DES MOINES, Iowa - Big issues, both in Iowa and across the country were on the minds of people at a conference in Des Moines.
The Annual Governor's Conference on LGBTQ Youth is designed to give students support and resources to help them face challenges in their lives.
What students hoped to take from the conference depends on who you ask.
"I hoped to hear about other people's experiences because at our school, only so many people are out. Here, the majority of people are out or coming out,” said Jadyn Brockway, an 8th grade student in Johnston.
One thing every student had in common is the things they have seen in their schools.
"I was the weird smart kid. Growing up, yeah, there was a little bit of bullying,” said Nick Miller, a sophomore at North Polk High School.
"People in the hallways will discriminate, say slurs, and just be pure hateful,” said Brockway.
Bullying and how to stand up to it was a focus at the conference. It's also an issue being addressed under the gold dome.
"Senate File 345 which is the “bully bill” does something really important, which is the bully prevention work group that would be formed,” said Nate Monson, executive director of Iowa Safe Schools.
While bullying legislation remains on the table in Iowa, a keynote speaker who has had ties to both Republicans and Democrats addressed key issues in other states.

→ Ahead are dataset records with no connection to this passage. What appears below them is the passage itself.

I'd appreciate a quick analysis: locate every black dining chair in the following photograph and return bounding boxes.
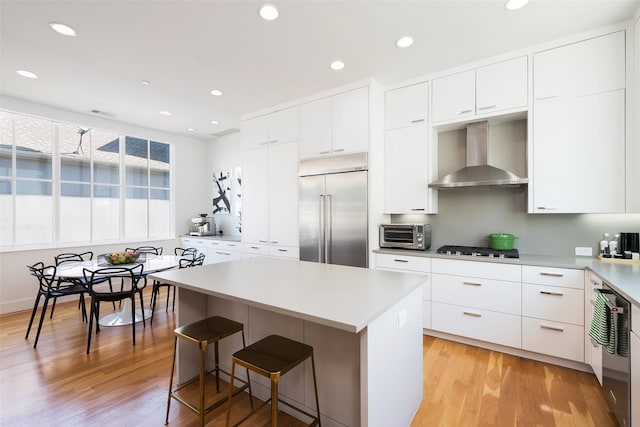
[150,252,205,325]
[83,263,146,354]
[25,262,88,348]
[51,251,94,320]
[126,246,163,255]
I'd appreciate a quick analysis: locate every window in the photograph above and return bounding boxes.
[0,111,174,249]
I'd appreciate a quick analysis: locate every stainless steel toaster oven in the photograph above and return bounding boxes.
[379,224,431,250]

Jimmy LaSalvia is an openly gay former GOP activist who left the party a year ago claiming some members were not open to change in America.
"America today includes gay people,” said LaSalvia.
Just this week, the governors of Indiana and Arkansas signed religious freedom legislation that created uproar across the county.
LaSalvia says he was relieved to see people fight back.
"It's very hard for the anti-gay crowd to make an argument that they shouldn't be discriminated against because of their religious beliefs when they have made the argument for decades that gay people shouldn't be protected from discrimination,” LaSalvia told Channel 13 News.
Ten years ago, the conference started with just a couple hundred students, but has grown to more than 1,000 with kids coming from all over the Midwest.
All 1,000 kids appeared in a "selfie" that organizers sent to Democrat and Republican members of the Iowa House of Representatives.
The House is currently taking up the bullying bill that the senate passed earlier this week.